Urbandale City Manager A.J. Johnson said it is unlikely another vote will be held before the May 3 deadline. In fact, city ordinance says the council cannot take up the issue for another year.

And a rehearing might not matter.

Gayman said recently that he supports Anawim Housing and the goal of establishing more affordable housing in Urbandale. As for bias against affordable housing, he said he has none.

He found much to fault with the location of the Anawim project. The parking lot does not provide green space for the children of families who would live in the apartment building. The building was tad too tall at four stories. There were issues with parking, but Anawim and development partners TWG Development of Indianapolis, Ind., and Greater Des Moines nonprofit Dream Catchers resolved those.

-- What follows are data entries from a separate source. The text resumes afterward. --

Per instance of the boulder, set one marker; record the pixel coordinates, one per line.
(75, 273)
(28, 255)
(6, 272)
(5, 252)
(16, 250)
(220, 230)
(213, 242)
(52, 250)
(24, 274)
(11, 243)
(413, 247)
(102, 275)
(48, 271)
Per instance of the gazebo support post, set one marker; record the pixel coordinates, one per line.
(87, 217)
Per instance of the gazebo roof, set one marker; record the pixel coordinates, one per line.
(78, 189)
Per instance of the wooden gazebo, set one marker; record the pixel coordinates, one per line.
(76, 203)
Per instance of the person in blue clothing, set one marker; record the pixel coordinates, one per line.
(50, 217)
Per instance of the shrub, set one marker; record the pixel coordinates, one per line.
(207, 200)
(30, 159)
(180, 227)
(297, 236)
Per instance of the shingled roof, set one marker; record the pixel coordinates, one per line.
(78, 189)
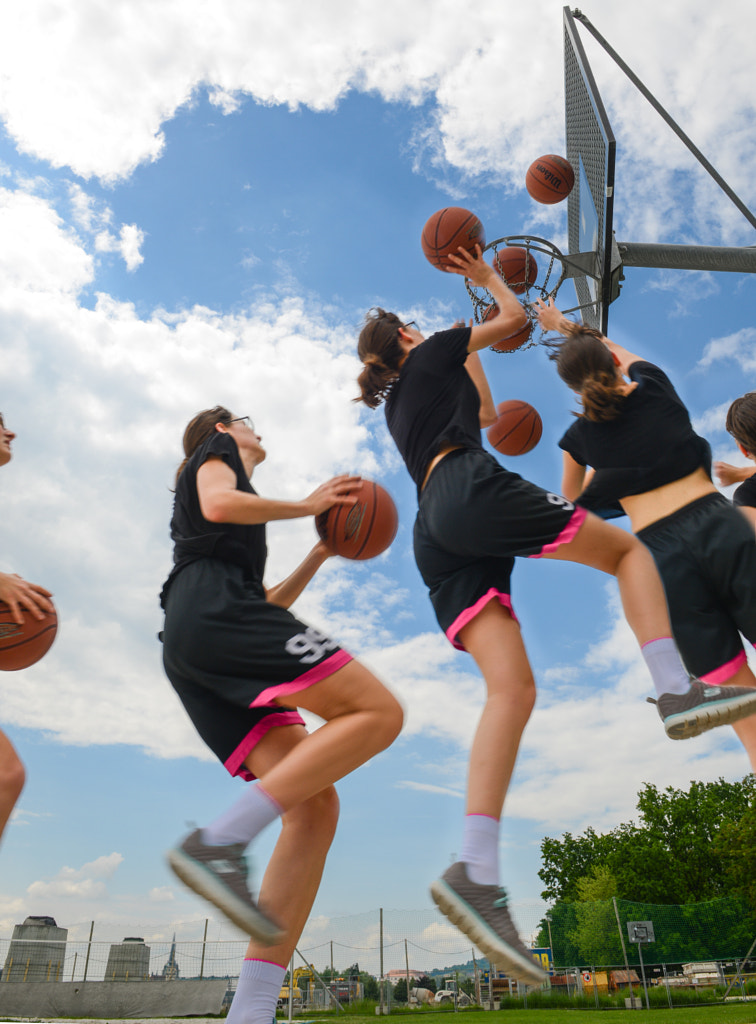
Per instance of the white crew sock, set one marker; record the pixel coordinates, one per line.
(668, 672)
(243, 820)
(257, 992)
(480, 849)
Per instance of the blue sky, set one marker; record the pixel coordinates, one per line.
(196, 212)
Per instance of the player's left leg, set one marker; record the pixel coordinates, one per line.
(289, 885)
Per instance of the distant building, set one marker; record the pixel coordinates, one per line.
(37, 951)
(170, 971)
(128, 961)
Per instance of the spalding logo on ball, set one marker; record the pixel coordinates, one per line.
(364, 529)
(22, 645)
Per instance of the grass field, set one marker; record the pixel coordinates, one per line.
(731, 1013)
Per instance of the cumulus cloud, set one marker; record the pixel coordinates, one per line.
(87, 882)
(93, 90)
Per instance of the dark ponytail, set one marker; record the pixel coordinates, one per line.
(587, 367)
(199, 429)
(380, 351)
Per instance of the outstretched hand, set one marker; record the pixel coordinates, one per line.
(472, 266)
(337, 491)
(18, 594)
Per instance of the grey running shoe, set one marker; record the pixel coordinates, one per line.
(480, 912)
(703, 708)
(219, 873)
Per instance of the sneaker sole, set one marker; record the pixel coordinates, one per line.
(207, 885)
(705, 717)
(499, 952)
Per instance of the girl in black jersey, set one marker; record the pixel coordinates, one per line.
(474, 517)
(635, 433)
(19, 596)
(238, 659)
(742, 425)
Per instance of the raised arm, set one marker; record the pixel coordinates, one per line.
(221, 502)
(552, 318)
(19, 594)
(511, 315)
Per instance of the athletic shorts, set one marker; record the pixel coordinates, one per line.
(474, 517)
(228, 653)
(706, 556)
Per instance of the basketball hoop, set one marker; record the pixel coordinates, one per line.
(551, 272)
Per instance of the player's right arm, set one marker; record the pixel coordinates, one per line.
(19, 594)
(511, 316)
(221, 502)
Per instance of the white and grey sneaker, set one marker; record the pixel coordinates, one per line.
(703, 708)
(219, 875)
(480, 912)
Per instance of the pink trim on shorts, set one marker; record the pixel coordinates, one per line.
(235, 764)
(469, 613)
(724, 672)
(576, 521)
(315, 675)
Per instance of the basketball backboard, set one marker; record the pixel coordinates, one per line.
(590, 148)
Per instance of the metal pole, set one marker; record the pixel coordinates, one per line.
(89, 947)
(407, 968)
(204, 941)
(381, 1010)
(642, 974)
(668, 118)
(624, 950)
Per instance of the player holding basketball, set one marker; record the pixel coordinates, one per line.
(474, 517)
(17, 594)
(238, 658)
(636, 434)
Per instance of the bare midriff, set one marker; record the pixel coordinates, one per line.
(654, 505)
(436, 459)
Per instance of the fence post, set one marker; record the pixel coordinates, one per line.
(89, 948)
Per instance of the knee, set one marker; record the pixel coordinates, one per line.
(316, 817)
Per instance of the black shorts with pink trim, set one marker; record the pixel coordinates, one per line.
(229, 654)
(706, 556)
(474, 518)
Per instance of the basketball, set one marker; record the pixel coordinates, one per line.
(23, 645)
(517, 428)
(446, 230)
(512, 341)
(516, 266)
(550, 178)
(361, 530)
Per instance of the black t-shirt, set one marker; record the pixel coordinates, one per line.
(434, 402)
(195, 537)
(746, 493)
(649, 443)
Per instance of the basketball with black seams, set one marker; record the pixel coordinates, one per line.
(512, 341)
(517, 428)
(550, 178)
(364, 529)
(446, 230)
(517, 266)
(24, 645)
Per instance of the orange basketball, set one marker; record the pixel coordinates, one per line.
(512, 341)
(446, 230)
(23, 645)
(516, 266)
(361, 530)
(550, 178)
(517, 428)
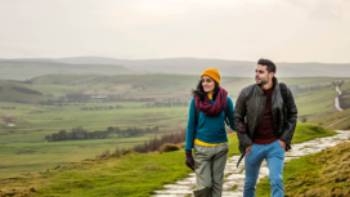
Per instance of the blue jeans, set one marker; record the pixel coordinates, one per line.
(274, 155)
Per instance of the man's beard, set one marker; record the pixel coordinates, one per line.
(262, 82)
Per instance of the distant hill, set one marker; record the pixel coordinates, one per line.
(13, 91)
(27, 68)
(23, 69)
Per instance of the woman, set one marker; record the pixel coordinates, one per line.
(209, 109)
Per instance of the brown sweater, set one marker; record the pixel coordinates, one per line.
(264, 131)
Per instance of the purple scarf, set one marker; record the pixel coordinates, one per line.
(215, 108)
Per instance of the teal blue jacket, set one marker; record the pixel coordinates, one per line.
(206, 128)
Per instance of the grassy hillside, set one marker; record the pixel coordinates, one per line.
(323, 174)
(130, 175)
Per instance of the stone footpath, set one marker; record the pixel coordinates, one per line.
(234, 177)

"The issue is trying to put a building on a lot that doesn’t have enough land to do what they what to do," Gayman said. "The building doesn’t fit in with character of that area. I think they are trying to put round pegs in a square hole."

He said there are other sites: A former Kmart on Hickman Road could be cleared with plenty of land for a larger project with space for a park; the office tower at Merle Hay Mall; or other land farther north on the Merle Hay property.

Two of those sites — the office tower and a former theater are in Des Moines.

"It’s very generous of Tom to offer another city’s land," Frazier said. "Also, the project received more points in the IFA scoring for being in Urbandale rather than Des Moines because of the lack of affordable housing in Urbandale."

Frazier has compiled a list of what might be called the affordable housing sins of Urbandale, at least from an advocate’s point of view.

Based on Internal Revenue Service records, Urbandale has the fewest units of affordable housing of any city with a population of at least 20,000 in the state and has longest tax credit draught of any large city in Iowa.

Frazier also points out that the city’s comprehensive plan leaves several openings for approval of a project that revitalizes older areas of the city, triggers new development and reacts to market changes.

The City Council missed a "golden" opportunity to demonstrate its commitment to affordable housing, Council member Cox said recently.

Cox has lobbied for affordable housing since arriving on the Council in 2011, but has yet to see a project advance. He lived in the city’s only other affordable apartment complex, Cross Creek, after graduating from college.

The Council vote on the Anawim projects was "unfortunate. We’ll see if they reconsider," he said.

Frazier has scheduled a news conference at the proposed site for 11:30 a.m. today.

It is no coincidence, he said, that he is readdressing the Urbandale City Council vote during the Polk County Housing Trust Fund’s Affordable Housing Week.